Technology and culture on the one hand influence development and on the other are themselvesaffected by development. Claude Alvares in his book explores the impact of the Western interpretation of technology and culture, and its emerging impact on the developing countries.
Rajni Kothari, an eminent Indian sociologist, in his foreword to this book says, ‘the relevance of this book goes beyond its scholastic title. It sheds light on and sets in perspective the large questions of our time, questions of both theory and human choice. It is an attempt to relate the basic anthropological concern regarding the nature of man and the predicament that faces him, the role of technology in defining this in our time, the dominant cultural paradigm underlying such a relationship between technology and human destiny, and the political processes through which this relationship and its transmission of a particular culture are sought to be legitimised and challenged in our time.’ Kothari says that most of the current debates on technology, development and international order are reflected in the analysis presented here. The ecological crisis and the role of Western technology in it are spelt out vigorously. The theme that it is not merely technology that is at fault but also the meaning and direction given to it by the cultural paradigm of the modern West is pointed out. The author is aware of the central importance of the politics of technological choices and the international and global structuring thereof. He is at the same time unsparing of the elite and intelligentsia of the Third World for their falling prey to such choices and in the process ravaging their lands and exploiting their peoples. He further says
that this book points to the necessity of rejecting the Western pretence of universalism and for non-Western cultures to seek answers to their problems ‘within’. This is a perspective that is beginning to be widely shared. Among other things, it can enable man to transcend the extreme parochialism of Western science and its so-called objectivity, a myth that the author explodes quite ably.

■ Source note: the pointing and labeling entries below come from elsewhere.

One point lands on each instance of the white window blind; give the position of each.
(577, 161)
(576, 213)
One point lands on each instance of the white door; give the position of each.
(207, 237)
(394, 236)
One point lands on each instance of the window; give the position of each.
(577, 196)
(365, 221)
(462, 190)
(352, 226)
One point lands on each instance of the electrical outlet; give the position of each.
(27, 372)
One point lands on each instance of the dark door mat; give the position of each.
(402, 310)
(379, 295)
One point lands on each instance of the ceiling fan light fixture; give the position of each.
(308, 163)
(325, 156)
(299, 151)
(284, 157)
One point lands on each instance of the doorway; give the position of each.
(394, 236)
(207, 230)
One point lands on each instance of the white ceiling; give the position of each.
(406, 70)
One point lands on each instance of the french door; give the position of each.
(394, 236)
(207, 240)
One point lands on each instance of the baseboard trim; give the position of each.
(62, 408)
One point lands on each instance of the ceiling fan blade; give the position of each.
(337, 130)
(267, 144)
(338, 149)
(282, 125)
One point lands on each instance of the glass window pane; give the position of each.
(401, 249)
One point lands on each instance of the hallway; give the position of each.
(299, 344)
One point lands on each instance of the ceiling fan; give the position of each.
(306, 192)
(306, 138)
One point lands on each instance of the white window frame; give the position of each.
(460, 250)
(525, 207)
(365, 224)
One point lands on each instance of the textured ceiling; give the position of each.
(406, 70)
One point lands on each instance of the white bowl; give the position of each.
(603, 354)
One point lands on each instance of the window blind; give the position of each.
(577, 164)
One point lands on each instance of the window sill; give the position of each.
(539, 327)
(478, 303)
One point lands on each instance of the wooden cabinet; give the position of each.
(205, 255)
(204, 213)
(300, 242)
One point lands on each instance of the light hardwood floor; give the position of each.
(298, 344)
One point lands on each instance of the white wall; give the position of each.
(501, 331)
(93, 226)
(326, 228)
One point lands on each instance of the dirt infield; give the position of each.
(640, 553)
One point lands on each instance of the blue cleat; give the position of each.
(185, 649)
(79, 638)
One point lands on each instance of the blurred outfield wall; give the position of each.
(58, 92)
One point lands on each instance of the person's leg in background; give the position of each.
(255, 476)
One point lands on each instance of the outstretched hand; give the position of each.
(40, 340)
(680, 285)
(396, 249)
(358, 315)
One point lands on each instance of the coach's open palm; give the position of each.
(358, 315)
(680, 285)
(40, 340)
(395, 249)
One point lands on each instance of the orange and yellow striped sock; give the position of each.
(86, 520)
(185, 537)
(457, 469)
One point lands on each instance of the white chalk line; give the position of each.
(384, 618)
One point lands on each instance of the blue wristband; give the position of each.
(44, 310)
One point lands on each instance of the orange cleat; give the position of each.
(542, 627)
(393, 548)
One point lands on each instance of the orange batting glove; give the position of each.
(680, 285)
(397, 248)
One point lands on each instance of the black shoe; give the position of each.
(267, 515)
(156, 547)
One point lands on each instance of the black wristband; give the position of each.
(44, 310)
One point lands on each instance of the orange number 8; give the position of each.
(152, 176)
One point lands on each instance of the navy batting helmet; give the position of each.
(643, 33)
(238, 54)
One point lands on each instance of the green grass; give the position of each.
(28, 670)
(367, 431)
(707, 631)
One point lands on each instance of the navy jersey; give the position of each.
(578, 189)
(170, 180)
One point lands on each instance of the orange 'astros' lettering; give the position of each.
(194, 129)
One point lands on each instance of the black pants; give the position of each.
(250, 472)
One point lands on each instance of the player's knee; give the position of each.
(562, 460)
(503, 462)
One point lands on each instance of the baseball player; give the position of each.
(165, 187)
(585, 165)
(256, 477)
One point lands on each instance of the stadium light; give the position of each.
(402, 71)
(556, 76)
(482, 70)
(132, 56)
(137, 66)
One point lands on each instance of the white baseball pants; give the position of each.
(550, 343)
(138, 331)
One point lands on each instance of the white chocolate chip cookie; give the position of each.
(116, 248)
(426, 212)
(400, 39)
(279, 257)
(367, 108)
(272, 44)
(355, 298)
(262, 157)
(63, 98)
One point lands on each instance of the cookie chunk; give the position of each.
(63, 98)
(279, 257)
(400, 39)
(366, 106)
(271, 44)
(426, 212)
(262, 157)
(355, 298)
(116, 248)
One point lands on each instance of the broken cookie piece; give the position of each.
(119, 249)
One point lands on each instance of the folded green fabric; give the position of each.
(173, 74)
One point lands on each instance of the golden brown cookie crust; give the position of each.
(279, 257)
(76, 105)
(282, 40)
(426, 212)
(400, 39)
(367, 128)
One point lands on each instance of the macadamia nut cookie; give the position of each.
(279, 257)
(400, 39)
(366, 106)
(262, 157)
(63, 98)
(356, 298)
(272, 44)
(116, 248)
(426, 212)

Claude Alvares has divided the book into seven chapters, along with an after-word. The first chapter is - A New Anthropological Model. The second and the third chapters look closely at the Indian and the Chinese Technology and Culture while the fourth discusses the English Technology and Culture. In the fifth chapter Alvares looks at the Technology, Culture and the
Empire in the Colonial Age; in the sixth chapter the renewal of the Chinese and Indian technology and culture are covered. Finally, the seventh chapter evaluates the logic of appropriate technology.
Since Alvares is concerned with the plight of the people, their cultures, communities and their development on account of the politics of the West, he introduces the subject matter under the sub-titles, The Politics of Anthropology, The Politics of Political Science, The Politics of Psychology, The Poor as scapegoats, and The Survival Engineer. The introduction part of the book is very important for it exposes the subject matter at a macro level, which is then elaborated upon in later chapters with particular examples of the Indian and Chinese situations. It may have been that the Western model initially gained momentum of its own accord within a particular socio-cultural environment, but Alvares endeavours to show that in time it was deliberately used to betray, exploit and demolish other systems.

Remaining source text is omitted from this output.